Il decreto è molto complesso. Le bozze circolate esagerano un po’ la sua lunghezza perché includono anche pezzi della “relazione illustrativa”, il documento che accompagna sempre le nostre leggi per “tradurre” norme altrimenti incomprensibili ai più. Ma anche al netto di questi pezzi si tratta comunque di circa 110.000 parole. Se a queste aggiungiamo i due decreti precedenti (i decreti “di marzo” e “liquidità”) si arriva sulle 190.000 parole. Gli Stati Uniti, nel Cares Act e altri provvedimenti anticrisi, si sono fermati a 61.000 parole, meno di un terzo. Ma la nostra lingua è così bella che ci piace molto usarla… Ma non è solo una questione di verbosità. È il numero dei provvedimenti inclusi nel decreto Rilancio che impressiona: sulla base di un calcolo approssimato, si tratta di circa 600 diverse misure, tante con effetti finanziari, tante senza, ma che comunque comportano azioni che, in linea di principio, devono essere realizzate dalla pubblica amministrazione. Il Cares Act contiene meno di 100 misure. Già questo ci dà un’idea del differente approccio: meno misure, ma di maggior impatto negli USA, tante, più piccole, spesso settoriali, da noi. Questa maggiore complessità dovrà essere gestita dalla nostra pubblica amministrazione, col rischio di ritardi nell’implementazione.

Districarsi in questo ginepraio di norme non è facile. Ma alcuni tratti sono abbastanza chiari.
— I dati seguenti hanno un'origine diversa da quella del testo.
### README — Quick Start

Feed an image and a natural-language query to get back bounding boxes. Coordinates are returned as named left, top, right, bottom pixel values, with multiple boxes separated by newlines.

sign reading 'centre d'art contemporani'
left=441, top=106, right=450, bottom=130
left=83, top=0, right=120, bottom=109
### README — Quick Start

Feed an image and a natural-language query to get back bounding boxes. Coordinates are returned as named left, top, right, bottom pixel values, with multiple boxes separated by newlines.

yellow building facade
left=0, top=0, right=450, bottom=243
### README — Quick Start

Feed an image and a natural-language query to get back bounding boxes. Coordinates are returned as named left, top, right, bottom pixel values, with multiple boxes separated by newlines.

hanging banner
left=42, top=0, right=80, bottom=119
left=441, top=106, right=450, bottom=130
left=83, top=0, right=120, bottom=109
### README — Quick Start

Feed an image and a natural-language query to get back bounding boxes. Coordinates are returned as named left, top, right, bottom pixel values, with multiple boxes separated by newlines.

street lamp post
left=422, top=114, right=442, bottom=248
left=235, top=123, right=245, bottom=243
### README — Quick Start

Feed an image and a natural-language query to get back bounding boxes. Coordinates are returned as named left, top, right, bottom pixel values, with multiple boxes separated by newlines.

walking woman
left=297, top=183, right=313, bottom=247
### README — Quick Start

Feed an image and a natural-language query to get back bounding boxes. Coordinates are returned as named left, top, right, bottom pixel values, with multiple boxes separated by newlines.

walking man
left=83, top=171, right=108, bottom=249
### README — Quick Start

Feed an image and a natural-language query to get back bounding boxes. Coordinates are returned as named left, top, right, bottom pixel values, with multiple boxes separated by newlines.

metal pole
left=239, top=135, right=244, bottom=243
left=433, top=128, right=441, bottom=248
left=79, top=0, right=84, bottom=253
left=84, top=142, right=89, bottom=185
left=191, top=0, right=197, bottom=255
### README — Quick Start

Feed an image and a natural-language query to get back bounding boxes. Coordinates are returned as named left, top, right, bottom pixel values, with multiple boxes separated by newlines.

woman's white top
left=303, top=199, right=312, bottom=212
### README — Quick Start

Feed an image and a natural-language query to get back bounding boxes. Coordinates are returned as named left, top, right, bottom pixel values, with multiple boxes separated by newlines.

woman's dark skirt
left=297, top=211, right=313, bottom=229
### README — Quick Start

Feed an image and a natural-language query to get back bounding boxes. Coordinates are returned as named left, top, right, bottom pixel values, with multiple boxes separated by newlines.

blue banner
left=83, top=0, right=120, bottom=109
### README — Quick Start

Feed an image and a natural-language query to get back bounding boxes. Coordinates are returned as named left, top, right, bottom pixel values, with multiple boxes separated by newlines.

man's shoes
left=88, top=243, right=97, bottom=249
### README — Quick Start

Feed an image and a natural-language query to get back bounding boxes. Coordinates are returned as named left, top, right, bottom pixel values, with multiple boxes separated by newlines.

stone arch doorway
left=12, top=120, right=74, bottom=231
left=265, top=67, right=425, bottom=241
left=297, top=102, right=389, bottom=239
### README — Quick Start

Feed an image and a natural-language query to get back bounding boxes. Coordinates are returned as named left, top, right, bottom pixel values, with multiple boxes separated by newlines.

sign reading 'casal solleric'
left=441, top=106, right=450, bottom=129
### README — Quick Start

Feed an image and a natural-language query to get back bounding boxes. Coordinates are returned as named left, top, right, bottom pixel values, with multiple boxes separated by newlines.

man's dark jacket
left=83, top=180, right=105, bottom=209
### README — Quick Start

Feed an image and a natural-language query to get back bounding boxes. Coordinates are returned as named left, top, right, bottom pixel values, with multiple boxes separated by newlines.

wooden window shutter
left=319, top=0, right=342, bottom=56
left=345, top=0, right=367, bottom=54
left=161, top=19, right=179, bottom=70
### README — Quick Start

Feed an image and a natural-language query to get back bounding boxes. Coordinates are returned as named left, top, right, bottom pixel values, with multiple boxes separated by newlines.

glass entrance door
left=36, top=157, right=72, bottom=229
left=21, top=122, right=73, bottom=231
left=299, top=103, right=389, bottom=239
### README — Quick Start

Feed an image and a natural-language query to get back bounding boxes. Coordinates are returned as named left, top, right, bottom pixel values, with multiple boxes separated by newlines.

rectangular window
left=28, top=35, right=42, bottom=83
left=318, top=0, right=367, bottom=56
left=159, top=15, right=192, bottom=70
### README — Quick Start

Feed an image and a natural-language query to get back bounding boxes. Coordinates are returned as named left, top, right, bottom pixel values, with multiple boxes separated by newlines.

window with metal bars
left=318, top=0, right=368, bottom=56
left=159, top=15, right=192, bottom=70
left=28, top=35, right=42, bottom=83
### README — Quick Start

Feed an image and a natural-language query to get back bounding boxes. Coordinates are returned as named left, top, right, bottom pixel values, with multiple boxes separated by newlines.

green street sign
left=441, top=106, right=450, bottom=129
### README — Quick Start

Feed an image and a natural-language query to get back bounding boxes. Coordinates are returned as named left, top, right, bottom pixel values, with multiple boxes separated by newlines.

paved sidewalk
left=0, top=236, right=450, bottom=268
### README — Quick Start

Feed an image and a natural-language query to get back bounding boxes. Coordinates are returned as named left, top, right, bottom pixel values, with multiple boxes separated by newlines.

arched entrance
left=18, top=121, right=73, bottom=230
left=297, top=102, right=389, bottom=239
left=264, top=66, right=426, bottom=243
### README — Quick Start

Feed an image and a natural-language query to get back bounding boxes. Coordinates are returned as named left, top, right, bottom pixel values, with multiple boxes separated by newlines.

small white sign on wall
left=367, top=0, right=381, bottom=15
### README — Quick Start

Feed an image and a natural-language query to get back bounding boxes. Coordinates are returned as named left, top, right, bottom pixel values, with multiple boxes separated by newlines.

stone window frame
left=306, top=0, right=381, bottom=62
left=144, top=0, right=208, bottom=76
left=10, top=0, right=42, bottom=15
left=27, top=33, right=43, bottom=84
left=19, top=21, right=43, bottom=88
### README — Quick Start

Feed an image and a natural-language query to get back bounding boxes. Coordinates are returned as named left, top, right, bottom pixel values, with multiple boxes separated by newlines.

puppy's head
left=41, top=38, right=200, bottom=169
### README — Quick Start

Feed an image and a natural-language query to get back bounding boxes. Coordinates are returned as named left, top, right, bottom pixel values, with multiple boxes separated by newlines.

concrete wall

Primo, si tratta soprattutto di misure “difensive”, misure per attenuare l’effetto dello shock economico, più che per rilanciare davvero l’economia. Gli stanziamenti per cassa integrazione, bonus autonomi, assegni vari, trasferimenti a fondo perduto per imprese che hanno subito perdite rappresentano il grosso della manovra. Sono integrazioni di reddito necessarie: perdi 100, lo stato ti restituisce 50. Ma per una ripartenza serve una spinta esogena sulla domanda di beni e servizi in una situazione in cui le famiglie e le imprese, per la grande incertezza in cui versano, tenderanno naturalmente a essere prudenti nelle loro spese. Qualche misura veramente espansiva c’è (l’ecobonus, la maggiore spesa per sanità e scuola), ma si tratta di una minoranza rispetto a quelle difensive.
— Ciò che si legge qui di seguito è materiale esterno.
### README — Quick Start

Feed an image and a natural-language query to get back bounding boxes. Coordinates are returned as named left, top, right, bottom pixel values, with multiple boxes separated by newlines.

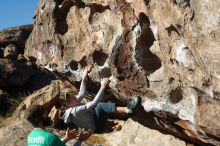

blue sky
left=0, top=0, right=38, bottom=30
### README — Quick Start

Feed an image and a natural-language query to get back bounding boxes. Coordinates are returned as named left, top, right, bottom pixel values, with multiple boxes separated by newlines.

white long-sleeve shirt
left=62, top=80, right=104, bottom=131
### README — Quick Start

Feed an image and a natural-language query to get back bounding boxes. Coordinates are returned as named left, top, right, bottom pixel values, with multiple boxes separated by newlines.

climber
left=25, top=105, right=92, bottom=146
left=61, top=68, right=141, bottom=133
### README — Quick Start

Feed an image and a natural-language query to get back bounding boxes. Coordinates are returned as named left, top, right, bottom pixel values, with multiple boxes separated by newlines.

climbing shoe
left=127, top=96, right=141, bottom=116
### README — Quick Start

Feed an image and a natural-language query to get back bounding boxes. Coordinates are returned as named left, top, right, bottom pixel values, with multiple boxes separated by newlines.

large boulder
left=25, top=0, right=220, bottom=145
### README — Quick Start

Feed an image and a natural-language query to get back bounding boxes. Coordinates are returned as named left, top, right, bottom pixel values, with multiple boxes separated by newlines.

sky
left=0, top=0, right=38, bottom=30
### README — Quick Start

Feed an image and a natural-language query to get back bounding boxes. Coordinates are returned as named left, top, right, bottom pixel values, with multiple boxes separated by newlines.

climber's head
left=64, top=92, right=79, bottom=107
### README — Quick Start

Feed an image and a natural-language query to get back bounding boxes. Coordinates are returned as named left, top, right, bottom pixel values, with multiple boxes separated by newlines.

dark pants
left=95, top=102, right=116, bottom=133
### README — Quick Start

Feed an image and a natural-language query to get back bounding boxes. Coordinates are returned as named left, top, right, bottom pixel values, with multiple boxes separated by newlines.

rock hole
left=169, top=88, right=183, bottom=104
left=100, top=68, right=112, bottom=78
left=93, top=51, right=108, bottom=66
left=79, top=56, right=87, bottom=68
left=136, top=13, right=161, bottom=75
left=55, top=0, right=64, bottom=5
left=54, top=0, right=74, bottom=35
left=69, top=60, right=78, bottom=70
left=144, top=0, right=150, bottom=6
left=89, top=4, right=110, bottom=23
left=165, top=24, right=181, bottom=36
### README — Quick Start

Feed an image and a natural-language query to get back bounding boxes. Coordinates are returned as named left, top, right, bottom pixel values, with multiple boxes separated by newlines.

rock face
left=103, top=119, right=187, bottom=146
left=25, top=0, right=220, bottom=145
left=0, top=25, right=33, bottom=52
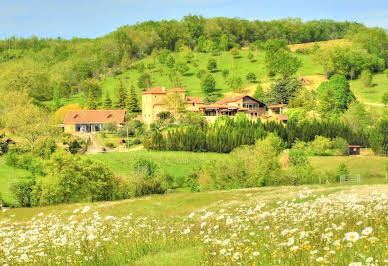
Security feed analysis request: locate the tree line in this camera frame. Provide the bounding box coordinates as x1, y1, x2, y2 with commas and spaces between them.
143, 116, 369, 153
0, 15, 362, 106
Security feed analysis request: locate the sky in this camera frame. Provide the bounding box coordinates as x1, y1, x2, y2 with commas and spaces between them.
0, 0, 388, 39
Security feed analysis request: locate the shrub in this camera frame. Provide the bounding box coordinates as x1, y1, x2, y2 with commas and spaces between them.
10, 179, 35, 207
201, 74, 216, 93
230, 47, 240, 58
31, 151, 128, 206
247, 72, 257, 83
197, 69, 206, 79
134, 159, 157, 178
222, 69, 229, 79
288, 148, 308, 166
103, 122, 117, 132
130, 159, 170, 196
337, 163, 349, 177
207, 58, 217, 72
310, 136, 332, 156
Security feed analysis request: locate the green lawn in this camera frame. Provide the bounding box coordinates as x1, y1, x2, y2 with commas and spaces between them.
50, 50, 322, 105
0, 162, 29, 203
89, 151, 226, 177
350, 74, 388, 104
310, 156, 388, 183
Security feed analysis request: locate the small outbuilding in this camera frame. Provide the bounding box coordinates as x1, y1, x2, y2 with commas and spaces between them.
349, 145, 361, 155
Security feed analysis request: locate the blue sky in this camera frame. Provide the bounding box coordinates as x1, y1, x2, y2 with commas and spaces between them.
0, 0, 388, 39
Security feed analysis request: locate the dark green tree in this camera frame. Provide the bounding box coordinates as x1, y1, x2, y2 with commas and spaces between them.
218, 34, 229, 51
247, 72, 257, 83
201, 74, 216, 94
137, 73, 152, 89
114, 80, 128, 109
207, 58, 217, 72
127, 85, 140, 112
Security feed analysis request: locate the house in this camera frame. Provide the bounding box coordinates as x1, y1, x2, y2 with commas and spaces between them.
268, 103, 287, 116
268, 103, 288, 124
349, 145, 362, 155
142, 88, 204, 125
199, 94, 267, 122
63, 110, 126, 133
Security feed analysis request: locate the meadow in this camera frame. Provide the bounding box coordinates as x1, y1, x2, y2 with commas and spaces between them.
89, 150, 226, 177
0, 185, 388, 265
350, 74, 388, 104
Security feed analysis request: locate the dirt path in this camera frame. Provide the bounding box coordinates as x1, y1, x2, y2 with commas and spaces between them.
363, 103, 384, 107
75, 132, 104, 154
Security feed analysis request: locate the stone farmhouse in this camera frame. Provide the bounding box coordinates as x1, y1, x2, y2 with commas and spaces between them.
141, 88, 287, 125
63, 110, 126, 133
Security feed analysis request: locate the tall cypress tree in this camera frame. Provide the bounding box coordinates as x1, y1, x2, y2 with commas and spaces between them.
86, 91, 97, 110
115, 80, 128, 109
104, 92, 112, 110
127, 85, 140, 112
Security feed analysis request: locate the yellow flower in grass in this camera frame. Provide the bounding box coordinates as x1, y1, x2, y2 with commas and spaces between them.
361, 227, 373, 236
349, 262, 362, 266
345, 232, 360, 242
233, 252, 241, 260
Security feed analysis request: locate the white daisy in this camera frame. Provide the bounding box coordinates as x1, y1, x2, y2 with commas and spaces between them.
345, 232, 360, 242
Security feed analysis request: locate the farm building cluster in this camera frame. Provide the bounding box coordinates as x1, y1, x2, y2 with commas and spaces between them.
141, 88, 287, 125
63, 88, 287, 133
Secondo, le misure temporanee sono di gran lunga prevalenti rispetto a quelle permanenti. Questo non sarebbe un problema, se la crisi del coronavirus fosse di breve durata. Misure permanenti aggravano permanentemente lo stato dei nostri conti pubblici e, con rare eccezioni, dovrebbero essere evitate. Resta però il fatto che, se la crisi economica si prolungasse, anche per effetto del distanziamento necessario quando saremo tornati al lavoro, occorrerebbero altre misure temporanee. A mo’ di esempio, i finanziamenti per la cassa integrazione sono stati estesi solo fino ad agosto, quelli per gli autonomi solo fino a maggio.
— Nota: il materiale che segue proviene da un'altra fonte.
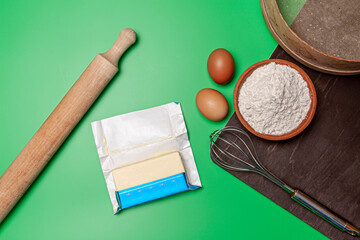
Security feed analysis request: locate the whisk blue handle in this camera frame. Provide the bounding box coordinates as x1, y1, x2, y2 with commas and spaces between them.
291, 189, 360, 236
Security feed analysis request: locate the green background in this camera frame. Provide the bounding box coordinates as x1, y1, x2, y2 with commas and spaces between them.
0, 0, 326, 240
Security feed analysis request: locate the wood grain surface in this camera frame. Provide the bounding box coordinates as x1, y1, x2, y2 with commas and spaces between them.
215, 46, 360, 239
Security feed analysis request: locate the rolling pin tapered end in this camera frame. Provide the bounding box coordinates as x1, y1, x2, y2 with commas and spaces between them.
101, 28, 136, 67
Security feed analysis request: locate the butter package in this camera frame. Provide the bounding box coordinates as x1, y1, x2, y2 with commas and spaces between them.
91, 103, 201, 213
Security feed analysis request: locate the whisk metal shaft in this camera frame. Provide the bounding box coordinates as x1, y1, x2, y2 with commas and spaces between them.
210, 127, 360, 236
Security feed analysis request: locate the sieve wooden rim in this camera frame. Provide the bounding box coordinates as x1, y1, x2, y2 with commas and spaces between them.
260, 0, 360, 75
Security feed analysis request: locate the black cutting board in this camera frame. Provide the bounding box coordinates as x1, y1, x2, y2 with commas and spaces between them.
215, 46, 360, 239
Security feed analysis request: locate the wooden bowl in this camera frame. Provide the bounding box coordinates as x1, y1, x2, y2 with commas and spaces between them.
234, 59, 317, 141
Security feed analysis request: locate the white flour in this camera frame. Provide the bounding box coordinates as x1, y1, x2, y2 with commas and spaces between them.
239, 63, 311, 135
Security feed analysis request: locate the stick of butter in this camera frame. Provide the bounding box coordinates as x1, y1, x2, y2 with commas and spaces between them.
112, 152, 189, 208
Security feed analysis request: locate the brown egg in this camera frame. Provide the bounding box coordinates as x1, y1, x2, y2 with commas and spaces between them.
196, 88, 229, 121
207, 48, 234, 84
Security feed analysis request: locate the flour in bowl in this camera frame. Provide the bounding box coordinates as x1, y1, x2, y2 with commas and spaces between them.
239, 62, 311, 135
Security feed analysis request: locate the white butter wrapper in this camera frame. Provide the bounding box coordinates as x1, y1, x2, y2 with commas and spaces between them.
91, 102, 201, 213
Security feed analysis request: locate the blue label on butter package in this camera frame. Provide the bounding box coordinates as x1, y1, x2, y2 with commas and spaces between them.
116, 173, 189, 209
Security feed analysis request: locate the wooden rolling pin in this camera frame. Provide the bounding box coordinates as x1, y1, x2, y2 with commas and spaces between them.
0, 28, 136, 223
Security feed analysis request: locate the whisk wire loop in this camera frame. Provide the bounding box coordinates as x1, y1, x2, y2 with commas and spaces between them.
210, 127, 287, 189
Terzo, si tratta quasi interamente di misure che aumentano il deficit corrente. Gli stanziamenti per investimenti pubblici o, in generale, per attrezzature in qualche modo durevoli (come i nuovi posti in terapia intensiva) sono molto più limitati. Insomma, si spenderà molto, ma poco resterà alle generazioni future. Questo è ovviamente collegato alla natura emergenziale e difensiva delle misure prese, ma resta il fatto che la nostra capacità produttiva non beneficerà molto delle misure prese. Una possibile eccezione è rappresentata dal maxi fondo gestito dalla Cassa Depositi e Prestiti, i cui criteri di intervento saranno però definiti in un decreto successivo.

Nuovi interventi sembrano allora inevitabili, a meno di una rapida fine dell’emergenza sanitaria. Servirà un piano massiccio di investimenti pubblici, anche perché questi avrebbero probabilmente un impatto più forte sull’attività economica di quanto avrebbero trasferimenti a pioggia a famiglie e imprese (data l’attuale fase di incertezza, c’è il rischio che trasferimenti siano in parte risparmiati). Spero che qualcuno al governo stia pensando a definire un tale piano, perché gli investimenti pubblici devono essere ben pianificati per non buttar via soldi. Spero che qualcuno al governo stia pensano a come ridurre i vincoli burocratici agli investimenti pubblici, creando sentieri privilegiati rispetto a quelli attualmente previsti dal codice appalti. Spero che qualcuno al governo stia pensando, più in generale, a un drastico taglio della burocrazia necessario per facilitare gli investimenti privati senza i quali l’Italia non potrà tornare a crescere a ritmi vicini a quelli dal resto dell’Europa.

Se anche tutto questo si facesse, resterebbe aperto un ultimo problema. Quello dei conti. Il Documento di Economia e Finanza prevedeva un deficit quest’anno del 10,4 per cento del Pil, circa 170 miliardi, e un debito pubblico del 156 per cento, inclusi gli effetti del decreto Rilancio. Ma con la probabile necessità di dover procedere a ulteriori consistenti interventi, e con una caduta del Pil che potrebbe eccedere quella prevista nel DEF, sembra chiaro che deficit e debito risulteranno sostanzialmente più elevati. Come finanziare questi maggiori deficit? (continua …)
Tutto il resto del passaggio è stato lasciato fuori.